Je quitte mon lit et m'agenouillant au sol, j'arrache une planche de bois, cachée sous mon tapis. Là, j'y attrape un fouillis de vêtement que je me hâte de vêtir. J'hôte ma longue chemise de nuit et revêt un large chemisier et un pantalon noir que je serre par une ceinture brune. Je chausse mes hautes bottes d'équitation. Je couvre mes épaules d'une cape mais avant d'y abattre la capuche sur ma tête, il me reste quelque chose de primordial à accomplir...

Je m'assoies à ma coiffeuse et observe mon visage une dernière fois. Mes traits sont fins et émincés. Mes yeux verts y mettent une légère couche de charme. Mais ce que j'aime le plus, ce sont mes longs cheveux bruns aux nuances blondes, qui ondulent sur mes épaules. Joséphine est blonde mais elle a toujours envié mes cheveux. Au Soleil, ils flamboient. 

Un étau me serre le cœur quand mes doigts attrapent mes ciseaux et me mordant les lèvres, je coupe ces longues mèches, ces mêmes mèches qui donnaient à mon visage de jeune fille le charme parfait pour attirer l'attention. Grâce à elles, on m'offrait des sourires et des regards admiratifs. 

Mais tout cela est finit. Mes ciseaux n'ont pas de pitié. Ils arrachent tous ces cheveux pour ne me laisser qu'une touffe sur le crâne. Ces mèches se déposent sur le sol comme des plumes de cygne balayées par une brise.
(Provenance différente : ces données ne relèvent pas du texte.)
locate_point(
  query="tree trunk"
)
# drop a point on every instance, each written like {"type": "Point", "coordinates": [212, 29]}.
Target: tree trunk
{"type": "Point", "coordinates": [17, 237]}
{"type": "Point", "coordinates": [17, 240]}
Avant de lâcher ces ciseaux, je coupe mes longs cils en faisant garde de ne pas me blesser. Puis j'attrape de la cendre que j'ai précieusement recueilli et l'applique légèrement sur ma face. 

Enfin je coiffe cette vilaine touffe qui m'accorde ce que je désirais : le visage d'un homme.

Oh non je n'aie pas perdue ma féminité ! Je porte de larges bandes de tissus contre la poitrine mais je ne peux rien faire contre ma taille maigre, mes mollets courbés, et ce visage de femme que la nature m'a offert, je ne pourrais jamais le perdre.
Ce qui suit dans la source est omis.